Algebraic Extensions

Question

I have the following question: there is this statement i can't understand:

Let $A$ be an integral domain which is integrally closed ( in its field of franctions ) and let $K$ be its fraction field. Let $L|K$ be a finite extension and let $B$ be the integral closure of $A$ in $L$. Then $B$ is integrally closed (in its field o fractions).

I know that composition of finite extension is still a finite extension, but how do I know that $B$ is integrally closed?

My idea is the following: $B$ is a field containing $A$ and so is $F$. Thus [L:A]=[L:B] [B:A] and so $B|A$ can't be "not finite".

Is it correct?

Answer 1

By definition, $B$ is integrally closed in $L$, and we want to show that it is integrally closed in its field of fractions. So we can restate the question: Show that $L$ is the field of fractions of $B$.

Is this any easier?

Answer 2

$B$ is the integral closure of $A$ in $L$. Then $B$ is integrally closed in $L$ -- the (integral closure of a ring inside a fixed ring) operator is an idempotent. Let's just check that: take $l\in L$ integral over $B$. Since $B$ is integral over $A$ it follows by transitivity of integral extensions that $l$ is integral over $A$. Therefore $l \in B$.
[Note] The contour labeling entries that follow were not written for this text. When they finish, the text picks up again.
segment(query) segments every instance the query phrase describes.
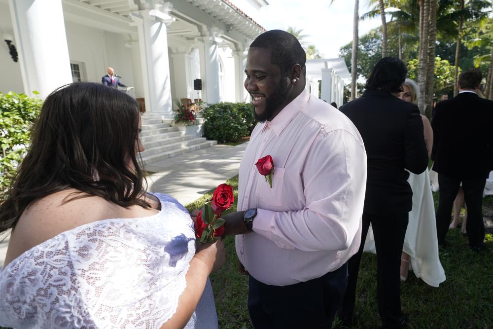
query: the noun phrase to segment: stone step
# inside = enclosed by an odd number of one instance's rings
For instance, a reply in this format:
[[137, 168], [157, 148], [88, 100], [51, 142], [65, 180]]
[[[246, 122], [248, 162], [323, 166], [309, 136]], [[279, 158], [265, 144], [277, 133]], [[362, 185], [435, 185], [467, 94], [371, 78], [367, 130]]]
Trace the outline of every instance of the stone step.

We should be done now since the field $L$ contains $B$ so it contains its ring of fractions. However, we can prove that $L$ is the field of fractions of $B$ if we use that $K$ is the field of fractions of $A$ and $K\subset L$ is algebraic ( so we do not need $A$ integrally closed in $K$ for this, only if we want $B \cap K = A$ ).
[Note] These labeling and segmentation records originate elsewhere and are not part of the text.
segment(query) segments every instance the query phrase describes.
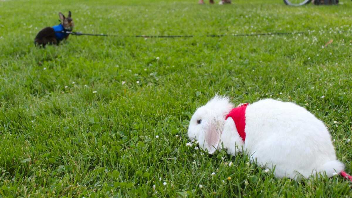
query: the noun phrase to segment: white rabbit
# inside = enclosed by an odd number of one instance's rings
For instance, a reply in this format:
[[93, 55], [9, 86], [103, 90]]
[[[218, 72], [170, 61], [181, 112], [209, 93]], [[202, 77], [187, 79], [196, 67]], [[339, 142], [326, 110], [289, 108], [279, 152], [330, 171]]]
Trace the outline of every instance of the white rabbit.
[[244, 141], [232, 117], [226, 119], [233, 108], [228, 98], [215, 95], [192, 117], [189, 138], [211, 154], [223, 146], [231, 155], [245, 152], [258, 166], [275, 168], [279, 178], [298, 180], [324, 172], [330, 177], [344, 170], [327, 128], [304, 108], [272, 99], [249, 105], [244, 109]]

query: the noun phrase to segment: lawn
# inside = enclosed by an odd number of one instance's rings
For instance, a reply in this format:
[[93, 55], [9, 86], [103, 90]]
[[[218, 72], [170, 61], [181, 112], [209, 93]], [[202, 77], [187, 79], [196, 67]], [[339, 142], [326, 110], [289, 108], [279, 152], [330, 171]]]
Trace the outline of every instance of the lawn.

Let $l \in L$. $l$ is algebraic over $K$ so we have an algebraic equation with coefficients in $K$. Now every such coefficient is a fraction with numerator and denominator from $A$. Bring all the fractions to a common denominator $a \ne 0$. \begin{eqnarray*} l^n + \frac{a_1}{a} l^{n-1} + \ldots + \frac{a_n}{a} = 0 \end{eqnarray*} Multiply the above equality by $a^n$ and get \begin{eqnarray*} (al)^n + a_1 (al)^{n-1} + a a_2 (al)^{n-2}+\ldots + a^{n-1} a_n = 0 \end{eqnarray*} It follows that $al$ is integral over $A$ and therefore lies in $B$. We get $$l = \frac{al}{a}$$ a fraction with numerator in $B$ and denominator in $A$, hence also in $B$.